## Tasks

#### KDD Cup 2003: Network mining and usage log analysis

**I. Citation Prediction**

**Goal**

The goal of this task is to predict changes in the number of citations to individual papers over time.

**Input**

Contestants will be given:

- The LaTeX source of all papers in the hep-th portion of the arXiv through March 1, 2003. For each paper, this includes the main .tex file but not separate include files or figures. It also includes the hep-th arxiv number as a unique ID.
- The abstracts for all of the hep-th papers in the arXiv. For each paper the abstract file contains:
- arXiv submission date
- revised date(s)
- title
- authors
- abstract

- The SLAC/SPIRES dates for all hep-th papers. Some older papers were uploaded years after their intial publication and the arXiv submission date from the abstracts may not correspond to the publication date. An alternative date has been provided from SLAC/SPIRES that may be a better estimate for the initial publication of these old papers.
- The complete citation graph for the hep-th papers, obtained from SLAC/SPIRES. Each node will be labeled by its unique ID from (1). Note that revised papers may have updated citations. As such, citations may refer to future papers, i.e. a paper may cite another paper that was published after the first paper.

**Output**

For each paper P in the collection, contestants should report the predicted difference between

- the number of citations P will receive from hep-th papers submitted during the period May 1, 2003 - July 31, 2003, and
- the number of citations P will receive from hep-th papers submitted during the period February 1, 2003 - April 30, 2003. (So if there were more citations during the period May 1, 2003 - July 31, 2003, then the prediction should be a positive number.)

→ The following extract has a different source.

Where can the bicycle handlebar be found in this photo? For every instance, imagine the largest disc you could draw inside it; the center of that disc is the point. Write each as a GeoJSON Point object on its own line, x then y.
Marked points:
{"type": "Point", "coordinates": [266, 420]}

The format for the submission is a simple 2 column vector of [arxiv id] [difference] sorted by arxiv id.

Update May 6, 2003: This difference does not need to be an integer; floating point numbers are valid predictions.

**Evaluation**

The target result is a vector V with one coordinate for each paper in the initial collection (1) that receives at least 6 citations during the period February 1, 2003 - April 30, 2003. The P-th coordinate of V will consist of the true difference in number of citations for paper P.

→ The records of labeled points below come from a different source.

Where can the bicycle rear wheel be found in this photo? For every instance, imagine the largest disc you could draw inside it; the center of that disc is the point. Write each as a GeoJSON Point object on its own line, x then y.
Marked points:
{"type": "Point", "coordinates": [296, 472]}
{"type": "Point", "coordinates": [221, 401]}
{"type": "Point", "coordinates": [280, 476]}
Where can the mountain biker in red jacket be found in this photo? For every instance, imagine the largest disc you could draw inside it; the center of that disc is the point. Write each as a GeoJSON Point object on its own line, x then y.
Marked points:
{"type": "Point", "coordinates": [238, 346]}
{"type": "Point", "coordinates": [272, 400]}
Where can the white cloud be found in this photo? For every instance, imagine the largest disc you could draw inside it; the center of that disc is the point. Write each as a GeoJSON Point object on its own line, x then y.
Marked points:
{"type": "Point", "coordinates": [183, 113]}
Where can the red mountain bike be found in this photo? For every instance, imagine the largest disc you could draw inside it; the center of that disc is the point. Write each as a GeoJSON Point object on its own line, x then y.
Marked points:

Based on a contestant's predictions, a vector W will be constructed, over the same set of paper; the P-th coordinate of W will consist of the predicted difference in number of citations for paper P.

The score of a prediction vector W will be equal to the L_1 difference between the vectors V and W.

**II. Data Cleaning**

**Goal**

It is often estimated that data cleaning is the most expensive and arduous tasks of the knowledge discovery process. Whether for industry or government databases, the problem of linking records and identifying identical objects in dirty data is a hard and costly task.

The goal of this task is to clean a very large set of real-life data: We would like to re-create the citation graph of about 35,000 papers in the hep-ph portion of the arXiv.

**Input**

Contestants will be given the LaTeX sources of all papers in the hep-ph portion of the arXiv on April 1, 2003. For each paper, this includes the main .tex file, but not separate include files or figures. The references in each paper have been "sanitized" through a script by removing all unique identifiers such as arXiv codes or other code numbers. No attempts have been made to repair any damages from the sanitization process. Each paper has been assigned a unique number.

**Output**

For each paper P in the collection, a list of other papers {P1, ..., Pk) in the collection such that P cites P1, ..., Pk. Note that P might cite papers that are not in the collection.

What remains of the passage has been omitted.